SCOTUS’s right-wing majority, without providing any rationale, gave their own party a partisan advantage, ensuring their continuance in power. You can call that many things. But it’s not democracy.
It doesn’t have to be like this, but it will be hard to change the status quo
If one branch of government seizes too much power or behaves irresponsibly, the others are supposed to check it. And Congress and the president could take some steps to rein in the court.
For instance, the House with a majority vote could impeach judges like Clarence Thomas who are involved in flagrant conflicts of interest involving possibly treasonous behavior. But removal would require a two-thirds vote in the Senate, so that isn’t happening anytime soon.

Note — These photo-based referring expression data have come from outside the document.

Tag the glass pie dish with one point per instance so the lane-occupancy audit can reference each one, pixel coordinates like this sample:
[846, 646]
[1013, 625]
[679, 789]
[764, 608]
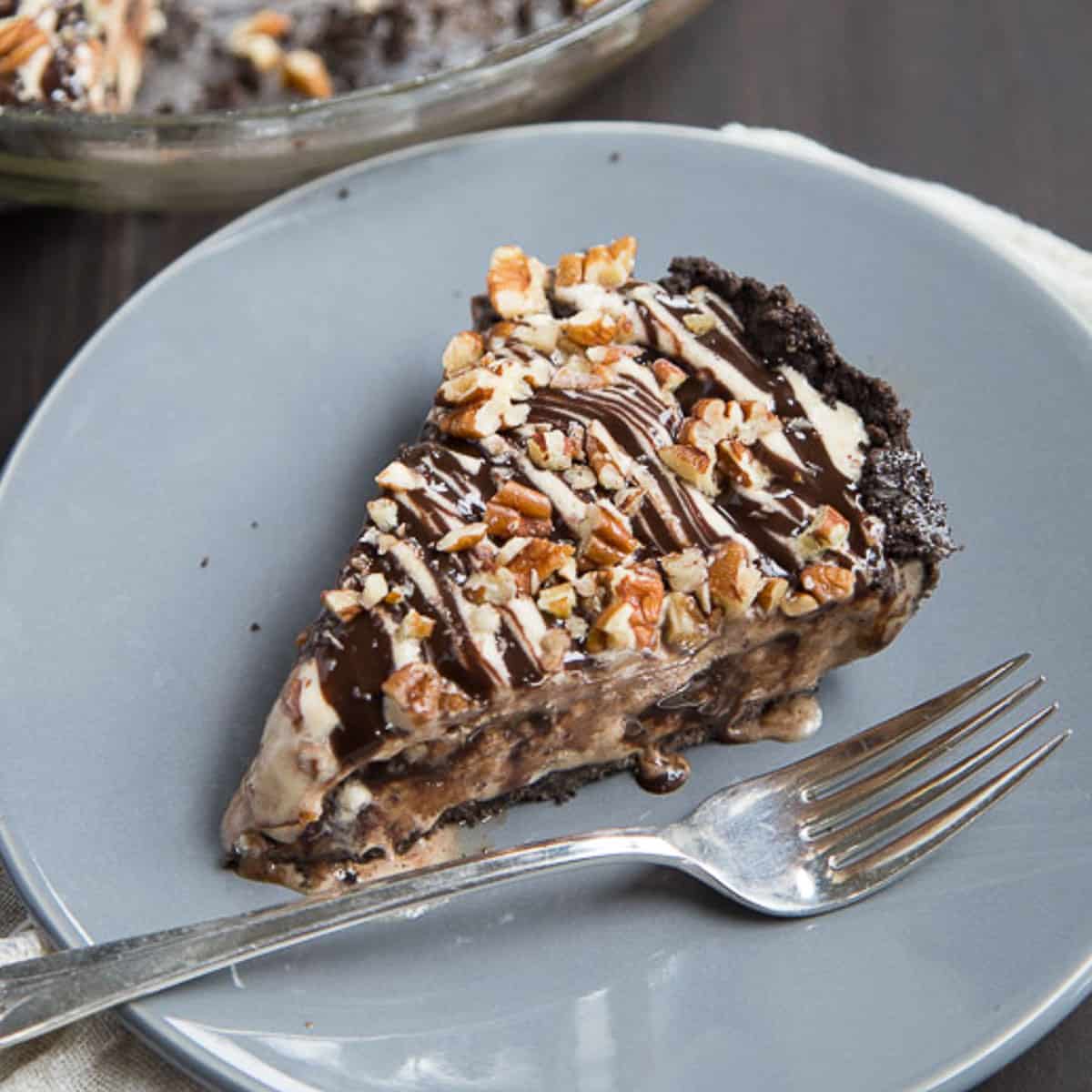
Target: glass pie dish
[235, 158]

An easier path would be for Congress to expand the court, allowing the president to appoint enough justices to override the rogue conservative majority. Under the current deadlocked Senate, that would require Senators Joe Manchin and Kyrsten Sinema to agree to reform the filibuster. Since they don’t seem open to that, two more Democratic senators are needed. There are elections coming up in November, so hope isn’t entirely lost.
Ultimately, however, the problem is that the same forces that have created this Supreme Court work to paralyze Congress.

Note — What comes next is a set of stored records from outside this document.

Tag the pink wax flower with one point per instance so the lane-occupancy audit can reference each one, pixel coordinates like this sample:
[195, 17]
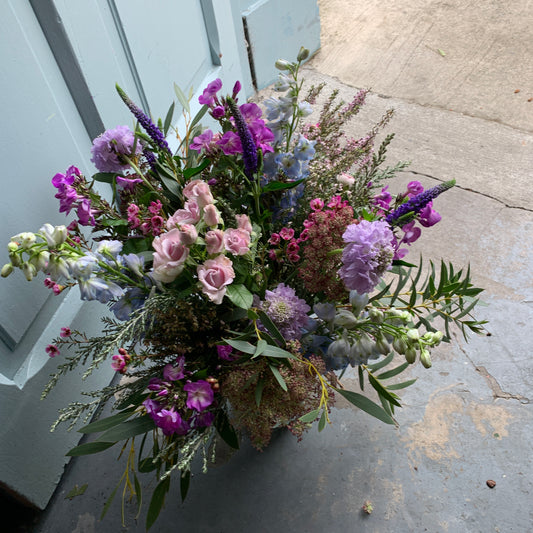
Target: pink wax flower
[199, 191]
[214, 275]
[190, 214]
[243, 222]
[237, 241]
[286, 234]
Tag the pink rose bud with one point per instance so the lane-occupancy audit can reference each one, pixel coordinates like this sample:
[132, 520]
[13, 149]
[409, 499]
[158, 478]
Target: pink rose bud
[237, 241]
[188, 234]
[215, 275]
[211, 215]
[243, 222]
[214, 241]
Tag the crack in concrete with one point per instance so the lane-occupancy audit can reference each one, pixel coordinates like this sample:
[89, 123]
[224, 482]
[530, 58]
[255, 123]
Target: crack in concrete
[469, 190]
[497, 391]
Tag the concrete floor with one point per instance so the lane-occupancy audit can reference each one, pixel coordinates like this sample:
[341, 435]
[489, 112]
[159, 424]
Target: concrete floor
[469, 418]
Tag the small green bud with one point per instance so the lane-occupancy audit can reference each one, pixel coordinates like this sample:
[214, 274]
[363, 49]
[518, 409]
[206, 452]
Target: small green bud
[410, 355]
[413, 335]
[376, 315]
[29, 271]
[425, 359]
[282, 64]
[6, 270]
[345, 319]
[303, 54]
[400, 345]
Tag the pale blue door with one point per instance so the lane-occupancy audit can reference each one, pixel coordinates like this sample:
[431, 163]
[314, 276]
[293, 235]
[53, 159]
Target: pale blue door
[60, 60]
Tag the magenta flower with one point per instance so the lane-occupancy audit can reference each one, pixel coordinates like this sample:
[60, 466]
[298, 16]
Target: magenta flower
[208, 97]
[52, 350]
[111, 148]
[199, 395]
[170, 422]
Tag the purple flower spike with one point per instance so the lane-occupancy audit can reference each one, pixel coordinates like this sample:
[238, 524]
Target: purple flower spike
[153, 131]
[249, 151]
[406, 212]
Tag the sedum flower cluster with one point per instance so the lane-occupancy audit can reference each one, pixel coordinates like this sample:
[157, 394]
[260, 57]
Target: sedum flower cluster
[245, 273]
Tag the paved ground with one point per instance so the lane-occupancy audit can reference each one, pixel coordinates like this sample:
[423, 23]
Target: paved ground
[450, 70]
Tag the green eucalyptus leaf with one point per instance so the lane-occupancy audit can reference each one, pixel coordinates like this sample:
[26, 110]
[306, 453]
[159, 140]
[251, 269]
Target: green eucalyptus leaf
[239, 295]
[310, 417]
[157, 502]
[106, 423]
[128, 429]
[89, 448]
[278, 377]
[366, 405]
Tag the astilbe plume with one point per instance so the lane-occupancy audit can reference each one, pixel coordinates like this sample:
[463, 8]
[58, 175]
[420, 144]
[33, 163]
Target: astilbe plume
[324, 230]
[278, 408]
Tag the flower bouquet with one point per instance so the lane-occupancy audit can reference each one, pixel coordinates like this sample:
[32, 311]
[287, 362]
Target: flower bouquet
[244, 272]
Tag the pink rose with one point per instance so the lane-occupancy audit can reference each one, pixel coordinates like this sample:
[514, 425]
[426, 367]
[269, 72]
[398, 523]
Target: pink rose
[214, 241]
[188, 234]
[169, 257]
[243, 222]
[237, 241]
[214, 275]
[199, 191]
[190, 214]
[211, 215]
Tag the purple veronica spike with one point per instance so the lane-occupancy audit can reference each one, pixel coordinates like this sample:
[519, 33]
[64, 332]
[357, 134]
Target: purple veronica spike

The Republican court majority is dependent on an electoral system that is innately undemocratic. Republicans have won the presidential popular vote just once since 1988. Yet they have appointed two-thirds of the court, because the electoral college keeps giving them power.
The disproportionate power of rural white voters is even greater in the Senate, which confirms judges. That’s what allowed then-Senate Majority leader Mitch McConnell to prevent Barack Obama from filling Anton Scalia’s seat when he died. It’s also why, despite popular vote victories for Democrats, conservative senators unwilling to confront white supremacy hold swing votes in the chamber.

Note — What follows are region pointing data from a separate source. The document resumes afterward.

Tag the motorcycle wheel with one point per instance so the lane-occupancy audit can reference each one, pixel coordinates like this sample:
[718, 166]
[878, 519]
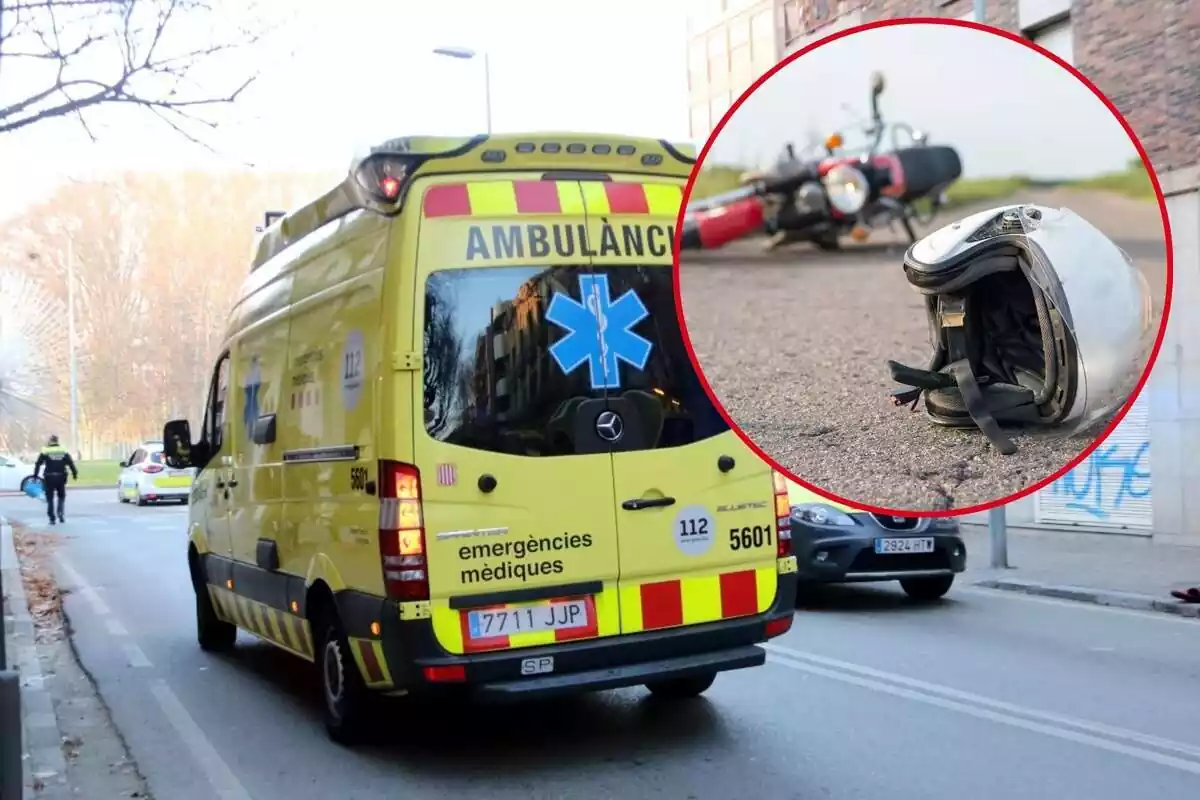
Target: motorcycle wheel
[827, 242]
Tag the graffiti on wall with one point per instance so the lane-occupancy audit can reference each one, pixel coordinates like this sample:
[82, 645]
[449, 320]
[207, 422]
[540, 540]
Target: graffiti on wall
[1114, 474]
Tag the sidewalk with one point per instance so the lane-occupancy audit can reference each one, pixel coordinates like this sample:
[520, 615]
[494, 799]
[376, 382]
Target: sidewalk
[1105, 569]
[71, 746]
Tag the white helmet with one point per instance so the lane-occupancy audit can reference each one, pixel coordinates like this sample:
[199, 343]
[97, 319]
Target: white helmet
[1036, 318]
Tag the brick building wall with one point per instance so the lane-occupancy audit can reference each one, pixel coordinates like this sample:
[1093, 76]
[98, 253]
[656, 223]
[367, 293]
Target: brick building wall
[1144, 54]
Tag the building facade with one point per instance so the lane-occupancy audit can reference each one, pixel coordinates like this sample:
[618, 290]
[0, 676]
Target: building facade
[730, 44]
[1145, 58]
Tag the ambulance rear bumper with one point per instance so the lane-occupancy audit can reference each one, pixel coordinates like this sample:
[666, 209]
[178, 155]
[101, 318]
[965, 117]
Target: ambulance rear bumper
[591, 665]
[621, 677]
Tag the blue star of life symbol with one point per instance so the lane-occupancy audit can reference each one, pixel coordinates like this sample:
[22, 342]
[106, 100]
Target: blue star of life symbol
[598, 331]
[250, 404]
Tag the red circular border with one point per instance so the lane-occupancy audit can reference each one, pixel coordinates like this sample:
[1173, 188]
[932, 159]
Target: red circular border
[1141, 154]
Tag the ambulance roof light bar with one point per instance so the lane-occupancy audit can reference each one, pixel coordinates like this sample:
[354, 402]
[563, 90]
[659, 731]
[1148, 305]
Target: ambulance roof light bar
[379, 175]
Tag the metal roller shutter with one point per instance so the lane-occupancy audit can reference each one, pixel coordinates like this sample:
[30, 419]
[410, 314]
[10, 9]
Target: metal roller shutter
[1111, 488]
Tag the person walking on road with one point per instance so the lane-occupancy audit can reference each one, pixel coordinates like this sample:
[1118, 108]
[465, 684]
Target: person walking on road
[54, 461]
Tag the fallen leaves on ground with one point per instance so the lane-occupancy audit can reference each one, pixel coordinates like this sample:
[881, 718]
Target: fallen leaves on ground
[36, 555]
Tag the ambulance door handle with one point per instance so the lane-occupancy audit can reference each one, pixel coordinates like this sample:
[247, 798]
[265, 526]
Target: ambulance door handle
[647, 503]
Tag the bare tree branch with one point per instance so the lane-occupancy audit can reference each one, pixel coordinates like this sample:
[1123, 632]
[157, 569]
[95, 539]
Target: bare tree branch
[151, 49]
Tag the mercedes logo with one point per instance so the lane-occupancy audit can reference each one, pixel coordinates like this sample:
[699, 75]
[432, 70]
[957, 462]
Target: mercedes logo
[610, 426]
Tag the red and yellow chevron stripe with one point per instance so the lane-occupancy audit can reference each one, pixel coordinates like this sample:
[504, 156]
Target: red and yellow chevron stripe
[519, 198]
[696, 600]
[288, 631]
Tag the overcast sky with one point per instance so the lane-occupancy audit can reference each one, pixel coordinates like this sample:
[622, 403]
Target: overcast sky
[1007, 108]
[363, 72]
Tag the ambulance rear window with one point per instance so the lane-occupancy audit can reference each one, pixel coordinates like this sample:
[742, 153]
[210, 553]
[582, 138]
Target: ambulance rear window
[517, 356]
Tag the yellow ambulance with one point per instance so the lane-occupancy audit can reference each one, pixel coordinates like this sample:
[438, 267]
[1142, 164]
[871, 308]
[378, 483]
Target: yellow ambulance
[455, 438]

The conservative Supreme Court was created by a system that empowers a white minority to rule over everyone else. Now that the court is installed, it has demonstrated that it is not accountable to truth, to expertise, or reason. Nor does it feel any accountability to the public, which overwhelmingly opposes the Dobbs decision.
The Founders argued that taxation without representation was tyranny. They believed that if you did not have a say in your own governance, you had no protection and no rights. They were aware of the horrific consequences of tyranny because many of them enslaved people themselves; they feared being subject to the kind of absolute power they exercised.
The US Constitution, especially with the Reconstruction amendments, was meant to ensure that people in the United States had a voice in who ruled them. The government is supposed to be accountable. If it engages in abuses, its subjects can find redress at the ballot box or in the courts. In theory.
But at the moment the court itself is the tyrannical power. Its members are insulated from removal by ballot, and it is busily gutting voting rights to ensure that its reactionary philosophy is entrenched forever.
President Joe Biden has reportedly been concerned that a vigorous effort to protect abortion rights would “undermine public trust” in the Supreme Court. But the court has made it clear that it will use its public trust and its power to crush dissent and democracy as long as it is allowed to do so.
This court has contempt for democracy, for human rights, for reason, for precedent, and for the Constitution it claims to serve. It’s hard to know which particular right it will explicitly strike down next. But it’s already made it clear that no rights are sacrosanct. Until and unless we take steps to reign in this rogue and tyrannical court, the American experiment in democracy isn’t in danger. It’s effectively dead.